Die GEW BERLIN fordert die Senatsbildungsverwaltung auf, die aktuellen Erfahrungen in den Lerngruppen für Neuzugänge ohne Deutschkenntnisse zu nutzen, um die Verbesserung der Situation der Lehrkräfte in den Lerngruppen zu erreichen und eine verlässliche Einbeziehung der Kinder und Jugendlichen in die Ganztagsbetreuung sicher zu stellen. In Berlin existieren derzeit etwa 250 Lerngruppen an Grund- und weiterführenden Schulen und in Förderzentren.

Im Einzelnen fordert die GEW BERLIN:

  1. Die SchülerInnen der Lerngruppen sind Kinder und Jugendliche, die Sprache besonders gut und nachhaltig von Gleichaltrigen im Alltag erlernen.

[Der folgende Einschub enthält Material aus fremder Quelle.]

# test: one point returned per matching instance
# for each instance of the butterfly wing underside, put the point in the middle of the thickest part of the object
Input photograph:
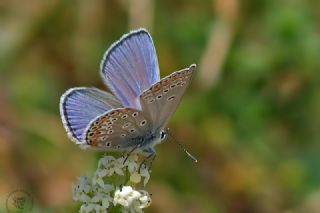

Deswegen müssen sie unbürokratisch und ohne zusätzliche Anträge von Seiten der Eltern oder Anderer in der Verantwortung von Erziehungsberechtigten in die Berechnung des Personalschlüssels für den Ganztag an Grundschulen für die Zeit von 7:30 Uhr bis 16.00 Uhr einbezogen werden. An Integrierten Sekundarschulen (ISS) werden sie pro SchülerIn mit einem Wert von 0,00375 im offenen Ganztag und bis zu 0,00875 im gebundenen Ganztag berechnet, was für eine Lerngruppe bei einer Zumessungsfrequenz von 12 SchülerInnen, die der Leitfaden vorsieht, ein Stellenvolumen von 0,045 bis 0,105 Stellen zu bedeutet. Für diese Stellenanteile wird in der Regel kein zusätzliches sozialpädagogisches Personal eingestellt. Verschärft wird die Situation durch die Möglichkeit der Schulen, das errechnete Stellenvolumen der Schule durch anderes als sozialpädagogisches Personal zur Abdeckung des Ganztags und der Freizeitbereiche zu nutzen, Stichwort: Kapitalisierung. Die GEW BERLIN fordert eine verlässliche Regelung für zusätzliches sozialpädagogisches Personal, insbesondere für Kinder und Jugendliche an den Schulen, die aus Krisengebieten oder unbegleitet kommen. Die Einbeziehung in den Ganztagsbetrieb ist auch deshalb notwendig, weil die häufig in Sammelunterkünften lebenden Kinder und Jugendliche starken räumlichen Beschränkungen unterliegen und in den Unterkünften oft keine ausreichende pädagogische Betreuung gewährleistet ist. Die Schüler_innen müssen deswegen darüber hinaus auch Zugang zur Ferienbetreuung erhalten.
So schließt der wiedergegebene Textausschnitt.